In R, how do I compute mean and standard error of a subset of data, grouped by multiple columns, and output this into a new data frame?

PlantPathRules picture PlantPathRules · Dec 8, 2016 · Viewed 15.3k times · Source

I have a dataset (named 'gala') that has the columns "Day", "Tree", "Trt", and "LogColumn". The data was collected over time, so each numbered tree is the same tree for each treatment is the same across all days. The tree numbers are repeated for each treatment (e.g. there is a tree "1" for multiple treatments).

I would like to compute the mean and standard error for the 'LogColumn' column, for each tree per each treatment per each day (e.g.
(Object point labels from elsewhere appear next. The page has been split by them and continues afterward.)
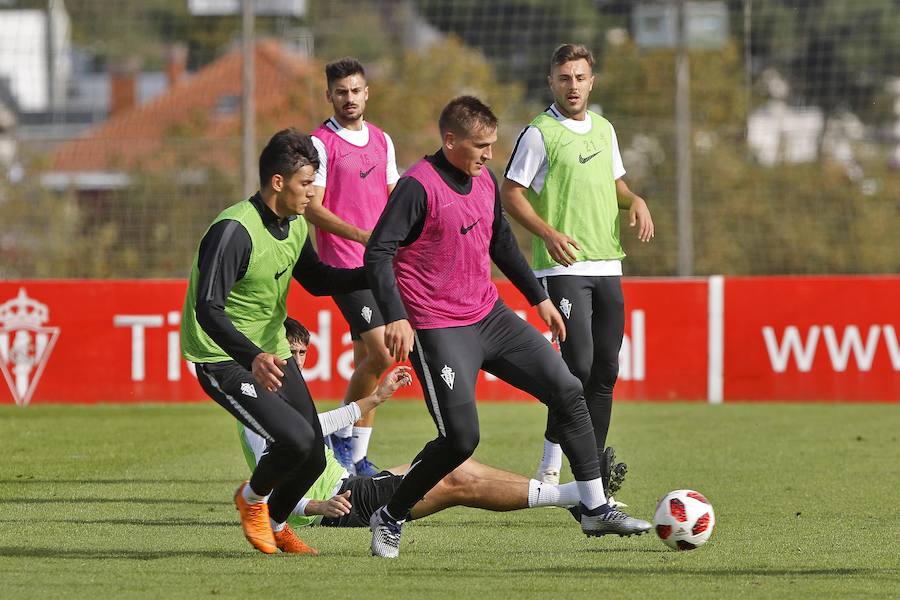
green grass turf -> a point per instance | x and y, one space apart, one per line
135 501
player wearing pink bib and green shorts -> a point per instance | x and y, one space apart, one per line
564 184
357 172
429 266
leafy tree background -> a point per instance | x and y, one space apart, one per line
748 218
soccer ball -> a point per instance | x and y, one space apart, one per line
684 519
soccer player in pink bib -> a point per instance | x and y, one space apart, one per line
429 266
357 172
I will have a mean + standard error for day 1, tree one, treatment x, etc.), and output the mean and standard error results into a new data frame that also includes the original day, Tree, Trt values.

I have been unsuccessfully trying to make a Frankenstein of codes from other Stack Overflow answers, but I cannot seem to find one that has all the components at once. If I missed this, I am sorry, and please let me know with a link to this answer. I am new to coding, and R, and do not understand well how other codes not directly relating to what I would like to do can be applied.

At this point, I have this, but do not know if it is anywhere near correct (I am also currently getting the error message "object of type 'closure' is not subsettable"): TreeAverages <- data.table[, MeanLog=mean(gala$LogColumn), se=std.error(gala$LogColumn), by=c("Day","Tree","Trt")]

Any help is greatly appreciated. Thank you!

Answer

Lissa picture Lissa · Dec 8, 2016

If you're using data.table, remember to convert gala into a data.table object first.

gala = data.table(gala)

gala_output = gala[, .("MeanLog" = mean(LogColumn), 
         "std" = std.error(LogColumn)), 
     by = c("Day", "Tree", "Trt")]

You were really close, but data.table works like dplyr does, so it already knows variable names. You don't need to specify gala$LogColumn throughout, just do it by name.

.() is just a shorthand for list(), so I'm specifying that data.table should return the columns MeanLog and std grouped by Day, Tree, and Trt.